Vénérons Marie de toutes les fibres de notre cœur, de tout notre pouvoir d'aimer et de tous nos vœux. Telle est la volonté de celui qui a voulu que nous ayons tout par Marie. C'est sa volonté, dis-je, mais il le veut dans notre intérêt. En toute occasion et de toute manière, Marie vient en aide à nos misères, apaise nos tremblements, stimule notre foi, conforte notre espérance, écarte nos défiances et remédie à notre lâcheté…
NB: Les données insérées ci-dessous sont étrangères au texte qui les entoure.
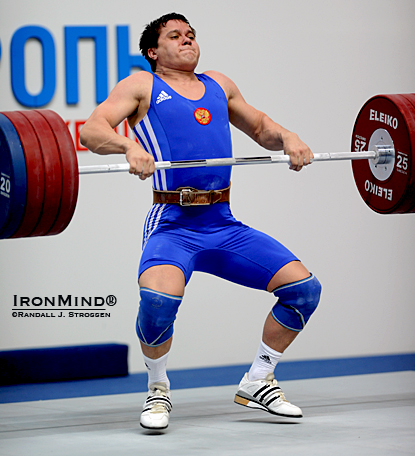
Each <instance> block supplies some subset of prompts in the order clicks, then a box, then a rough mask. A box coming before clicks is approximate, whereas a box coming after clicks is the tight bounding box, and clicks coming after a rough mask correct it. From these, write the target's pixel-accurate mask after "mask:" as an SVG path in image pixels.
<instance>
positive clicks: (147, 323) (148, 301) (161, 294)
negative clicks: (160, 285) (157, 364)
mask: <svg viewBox="0 0 415 456" xmlns="http://www.w3.org/2000/svg"><path fill="white" fill-rule="evenodd" d="M140 296H141V301H140V308H139V310H138V316H137V325H136V331H137V335H138V338H139V339H140V340H141V342H143V344H145V345H149V346H152V347H157V346H158V345H161V344H162V343H164V342H166V341H167V340H169V339H170V337H171V336H172V335H173V323H174V320H175V319H176V314H177V310H178V309H179V305H180V303H181V302H182V297H181V296H172V295H168V294H165V293H160V292H158V291H154V290H150V289H149V288H141V289H140Z"/></svg>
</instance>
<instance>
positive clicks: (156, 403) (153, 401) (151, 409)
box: [145, 388, 173, 413]
mask: <svg viewBox="0 0 415 456" xmlns="http://www.w3.org/2000/svg"><path fill="white" fill-rule="evenodd" d="M145 405H146V407H149V408H150V413H163V412H165V411H167V412H169V413H170V411H171V409H172V407H173V405H172V403H171V401H170V398H169V396H168V395H167V394H166V391H164V390H162V389H159V388H155V389H153V390H152V393H151V395H150V396H148V397H147V400H146V404H145Z"/></svg>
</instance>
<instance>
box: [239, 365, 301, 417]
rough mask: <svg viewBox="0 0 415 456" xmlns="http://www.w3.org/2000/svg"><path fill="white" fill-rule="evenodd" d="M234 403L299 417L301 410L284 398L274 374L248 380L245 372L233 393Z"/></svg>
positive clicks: (279, 413) (291, 415)
mask: <svg viewBox="0 0 415 456" xmlns="http://www.w3.org/2000/svg"><path fill="white" fill-rule="evenodd" d="M235 403H236V404H239V405H244V406H245V407H250V408H254V409H259V410H264V411H266V412H269V413H272V414H274V415H280V416H287V417H290V418H301V417H302V416H303V412H302V411H301V409H300V408H299V407H297V406H296V405H293V404H290V403H289V402H288V401H287V399H285V396H284V393H283V392H282V390H281V388H280V387H279V386H278V382H277V380H275V377H274V374H272V373H270V374H268V375H267V377H266V378H265V380H255V381H254V382H251V381H249V380H248V374H247V373H246V374H245V375H244V377H243V379H242V380H241V383H240V384H239V387H238V391H237V392H236V395H235Z"/></svg>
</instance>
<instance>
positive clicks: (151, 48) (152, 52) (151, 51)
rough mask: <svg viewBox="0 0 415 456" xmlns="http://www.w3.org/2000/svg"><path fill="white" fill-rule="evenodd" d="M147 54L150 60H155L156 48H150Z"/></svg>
mask: <svg viewBox="0 0 415 456" xmlns="http://www.w3.org/2000/svg"><path fill="white" fill-rule="evenodd" d="M147 53H148V56H149V57H150V59H153V60H157V53H156V48H150V49H149V50H148V52H147Z"/></svg>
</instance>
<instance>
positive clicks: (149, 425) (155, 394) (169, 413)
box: [140, 382, 173, 429]
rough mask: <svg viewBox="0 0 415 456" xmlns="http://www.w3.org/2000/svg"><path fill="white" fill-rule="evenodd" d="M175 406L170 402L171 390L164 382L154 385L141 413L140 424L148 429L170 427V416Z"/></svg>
mask: <svg viewBox="0 0 415 456" xmlns="http://www.w3.org/2000/svg"><path fill="white" fill-rule="evenodd" d="M172 408H173V405H172V403H171V400H170V390H168V389H167V385H166V384H165V383H163V382H160V383H153V384H152V385H150V390H149V392H148V396H147V399H146V401H145V402H144V406H143V411H142V412H141V418H140V424H141V426H143V428H146V429H166V427H167V426H168V425H169V415H170V412H171V409H172Z"/></svg>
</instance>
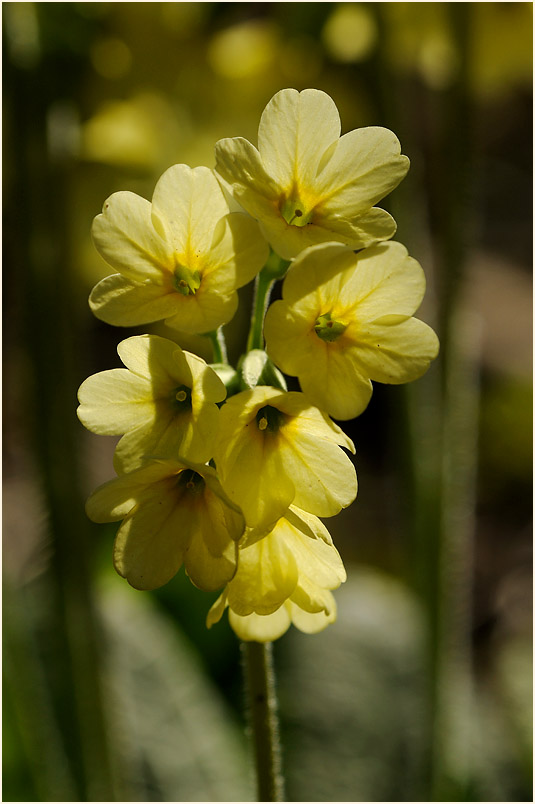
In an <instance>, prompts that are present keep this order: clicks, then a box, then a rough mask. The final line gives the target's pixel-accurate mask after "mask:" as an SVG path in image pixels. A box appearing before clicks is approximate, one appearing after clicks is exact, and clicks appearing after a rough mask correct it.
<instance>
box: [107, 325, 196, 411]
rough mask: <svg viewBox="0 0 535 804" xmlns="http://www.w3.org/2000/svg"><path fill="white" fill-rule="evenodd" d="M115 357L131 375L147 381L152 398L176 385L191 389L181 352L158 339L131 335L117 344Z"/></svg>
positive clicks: (187, 370) (172, 346)
mask: <svg viewBox="0 0 535 804" xmlns="http://www.w3.org/2000/svg"><path fill="white" fill-rule="evenodd" d="M117 353H118V355H119V357H120V358H121V360H122V362H123V363H124V365H125V366H126V367H127V368H128V369H130V371H131V372H133V373H134V374H138V375H139V376H140V377H146V378H147V380H149V381H150V384H151V387H152V389H153V395H154V397H155V398H158V397H159V396H163V395H166V394H168V393H170V392H171V391H172V390H173V388H175V386H177V385H181V384H182V385H187V386H188V387H189V388H191V386H192V385H193V377H192V373H191V369H190V368H189V364H188V362H187V360H186V358H185V357H184V356H183V355H184V353H183V351H182V349H181V348H180V347H179V346H177V344H176V343H174V342H173V341H170V340H168V339H167V338H161V337H160V336H159V335H134V336H132V337H131V338H126V340H124V341H121V343H120V344H119V345H118V346H117Z"/></svg>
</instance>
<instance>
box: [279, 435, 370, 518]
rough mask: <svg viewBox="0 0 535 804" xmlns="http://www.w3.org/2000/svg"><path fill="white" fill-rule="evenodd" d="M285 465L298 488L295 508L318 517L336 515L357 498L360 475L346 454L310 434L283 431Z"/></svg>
mask: <svg viewBox="0 0 535 804" xmlns="http://www.w3.org/2000/svg"><path fill="white" fill-rule="evenodd" d="M280 432H281V440H280V442H279V449H280V451H281V454H282V455H281V458H282V463H283V465H284V470H285V472H286V473H287V474H288V475H289V477H291V478H292V481H293V483H294V485H295V497H294V499H293V501H292V502H293V503H294V505H296V506H298V507H299V508H303V509H304V510H305V511H308V512H310V513H311V514H316V516H334V515H335V514H337V513H338V512H339V511H340V510H341V509H342V508H346V507H347V506H348V505H350V504H351V503H352V502H353V500H354V499H355V497H356V496H357V476H356V473H355V469H354V466H353V464H352V463H351V461H350V460H349V458H348V457H347V455H345V453H343V452H342V450H341V449H340V448H339V447H338V446H336V445H334V444H330V443H329V442H323V443H321V447H319V445H318V439H317V437H316V436H315V435H314V433H313V432H311V431H304V430H303V429H298V428H297V427H293V428H292V429H289V427H288V426H287V427H284V428H281V431H280Z"/></svg>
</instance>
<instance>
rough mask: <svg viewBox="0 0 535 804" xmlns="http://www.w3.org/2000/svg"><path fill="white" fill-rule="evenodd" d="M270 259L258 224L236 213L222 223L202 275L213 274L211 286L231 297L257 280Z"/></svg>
mask: <svg viewBox="0 0 535 804" xmlns="http://www.w3.org/2000/svg"><path fill="white" fill-rule="evenodd" d="M268 256H269V248H268V245H267V243H266V242H265V240H264V238H263V237H262V235H261V233H260V230H259V228H258V224H257V223H256V221H254V220H253V219H252V218H250V217H249V216H248V215H244V214H242V213H240V212H233V213H232V214H230V215H227V216H226V217H225V218H223V219H222V221H221V222H220V227H219V229H218V230H217V231H216V233H215V236H214V242H212V245H211V248H210V252H209V254H208V256H207V259H206V267H205V270H204V274H203V276H204V275H208V274H209V273H212V272H213V273H214V276H213V278H212V285H211V286H212V287H213V288H214V289H215V288H218V292H220V293H227V294H228V293H231V292H232V291H233V290H236V289H237V288H240V287H242V285H246V284H247V283H248V282H250V281H251V279H254V277H255V276H256V274H257V273H258V272H259V271H260V270H261V268H262V267H263V266H264V264H265V262H266V260H267V258H268Z"/></svg>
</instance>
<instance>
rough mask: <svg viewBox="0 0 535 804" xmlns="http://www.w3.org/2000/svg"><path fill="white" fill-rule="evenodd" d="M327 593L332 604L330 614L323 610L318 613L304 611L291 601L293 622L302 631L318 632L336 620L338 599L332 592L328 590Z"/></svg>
mask: <svg viewBox="0 0 535 804" xmlns="http://www.w3.org/2000/svg"><path fill="white" fill-rule="evenodd" d="M325 594H326V596H328V597H329V598H330V603H331V605H332V607H331V610H330V614H325V612H323V611H319V612H317V613H312V612H309V611H303V609H301V608H300V607H299V606H297V605H296V604H295V603H293V602H292V601H290V614H291V619H292V623H293V624H294V625H295V627H296V628H299V630H300V631H303V633H305V634H317V633H318V632H319V631H323V629H324V628H327V626H328V625H329V624H330V623H333V622H334V621H335V620H336V601H335V599H334V597H333V596H332V595H331V593H330V592H326V593H325Z"/></svg>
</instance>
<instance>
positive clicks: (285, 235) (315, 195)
mask: <svg viewBox="0 0 535 804" xmlns="http://www.w3.org/2000/svg"><path fill="white" fill-rule="evenodd" d="M216 160H217V161H216V172H217V173H218V175H219V176H221V178H222V179H223V181H224V182H226V183H227V184H228V185H229V187H230V188H231V191H232V193H233V195H234V197H235V198H236V200H237V201H238V202H239V203H240V204H241V206H242V207H243V208H244V209H245V210H247V212H249V213H250V214H251V215H252V216H253V217H254V218H256V219H257V220H258V222H259V224H260V227H261V229H262V231H263V233H264V235H265V237H266V239H267V240H268V241H269V243H270V244H271V246H272V247H273V249H274V251H276V252H277V254H278V255H279V256H280V257H283V258H284V259H288V260H289V259H292V258H293V257H295V256H296V255H297V254H299V252H300V251H302V250H303V249H304V248H306V247H307V246H311V245H315V244H317V243H324V242H326V241H333V240H335V241H337V242H340V243H346V244H347V245H349V246H351V247H352V248H354V249H356V248H363V247H364V246H367V245H370V244H371V243H374V242H376V241H378V240H387V239H388V238H390V237H392V235H393V234H394V232H395V231H396V224H395V221H394V220H393V218H392V217H391V216H390V215H389V214H388V213H387V212H385V211H384V210H382V209H379V208H377V207H374V204H375V203H377V201H379V200H380V199H381V198H383V197H384V196H385V195H387V194H388V193H389V192H391V190H393V189H394V187H396V186H397V185H398V184H399V182H400V181H401V180H402V179H403V177H404V176H405V174H406V173H407V170H408V169H409V160H408V159H407V157H406V156H403V155H401V153H400V144H399V141H398V139H397V137H396V136H395V135H394V134H393V133H392V132H391V131H389V130H388V129H385V128H380V127H377V126H370V127H367V128H359V129H356V130H355V131H350V132H349V133H348V134H344V136H343V137H340V116H339V114H338V110H337V108H336V105H335V103H334V101H333V100H332V98H330V97H329V95H326V94H325V92H321V91H319V90H317V89H305V90H303V91H302V92H297V90H295V89H283V90H281V91H280V92H278V93H277V94H276V95H275V96H274V97H273V98H272V99H271V101H270V102H269V103H268V105H267V106H266V108H265V110H264V112H263V114H262V117H261V119H260V126H259V129H258V150H257V149H256V148H255V147H254V146H253V145H251V143H250V142H248V141H247V140H245V139H243V138H242V137H236V138H233V139H224V140H220V141H219V142H218V143H217V144H216Z"/></svg>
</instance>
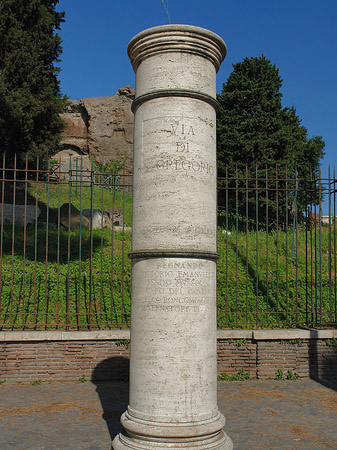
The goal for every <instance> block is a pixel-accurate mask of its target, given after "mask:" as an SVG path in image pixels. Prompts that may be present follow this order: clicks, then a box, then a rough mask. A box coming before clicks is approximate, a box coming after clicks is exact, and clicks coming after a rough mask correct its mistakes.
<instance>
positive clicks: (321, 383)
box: [309, 330, 337, 391]
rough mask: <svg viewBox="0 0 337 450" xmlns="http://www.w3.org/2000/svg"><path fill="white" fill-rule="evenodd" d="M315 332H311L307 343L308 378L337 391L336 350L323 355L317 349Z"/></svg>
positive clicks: (324, 385)
mask: <svg viewBox="0 0 337 450" xmlns="http://www.w3.org/2000/svg"><path fill="white" fill-rule="evenodd" d="M318 342H319V341H318V339H317V331H316V330H311V339H310V343H309V369H310V378H311V379H313V380H315V381H317V382H318V383H320V384H322V385H323V386H325V387H328V388H330V389H333V390H335V391H337V349H331V351H330V352H326V353H323V352H322V349H321V348H318V345H319V344H318Z"/></svg>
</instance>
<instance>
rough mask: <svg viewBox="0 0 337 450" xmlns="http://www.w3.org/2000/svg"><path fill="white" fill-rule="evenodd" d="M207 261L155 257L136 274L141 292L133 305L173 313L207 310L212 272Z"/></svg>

Nous devons tout mettre en œuvre pour que la Parole sortie de la bouche du Père et venue jusqu'à nous par la médiation de la Vierge ne s'en retourne pas à vide ; par cette même médiation, il nous faut rendre grâce pour grâce. Tant que nous ne pouvons que désirer la présence de Dieu, célébrons sans cesse sa mémoire ; et que les flots de la grâce remontent à leur source première pour en revenir plus abondants encore.  (Aqueduc 7 et 13)

 

Marie étant déjà au ciel avec Jésus et tous les anges, la liturgie lui applique le texte de l’Apocalypse que nous avons entendu en première lecture.  La femme vêtue du soleil et couronnée de douze étoiles est bien la Vierge Marie dans toute sa gloire.  L’enfant mâle qu’elle enfante représenterait le Christ qui doit naître en chacun de nous et nous faire grandir spirituellement pour entrer à notre tour dans la gloire du ciel. 

 

Mais la Vierge vêtue de soleil représente aussi allégoriquement l’Église qui reçoit en elle tous les croyants dans la gloire du ciel, une fois notre pèlerinage terrestre terminé.  La résurrection du Christ fut le premier pas vers la résurrection de nous tous et notre retour au ciel avec tous les saints.  Marie fut la première à avoir ce privilège, d’entrer dès sa mort terrestre dans le ciel avec son âme et son corps. 

 

C’est pourquoi nous entendions dans la seconde lecture Saint Paul nous dire :

    de même que tous les hommes meurent en Adam,

de même c’est dans le Christ que tous recevront la vie, mais chacun à son rang :

en premier, le Christ, et ensuite, lors du retour du Christ, ceux qui lui appartiennent.

 

Et, bien sûr, Marie sa Mère se trouve au premier rang, avant tous les autres.  Il nous suffit de suivre Jésus et Marie, de suivre les exemples de leur vie terrestre, pour accéder un jour à la vie céleste. 

 

C’est pourquoi, demandons à Marie, Reine du Ciel, et à son Fils Jésus-Christ, de nous combler de la joie dans la foi de notre propre résurrection.  Nous pourrons alors, partager le festin des noces éternelles, dont le repas eucharistique nous donne un maigre avant-goût.  Oui, le Christ est ressuscité, oui, Jésus a pris auprès de Lui sa Mère la Vierge Marie Immaculée avec son âme et son corps.  Rendons gloire à Dieu.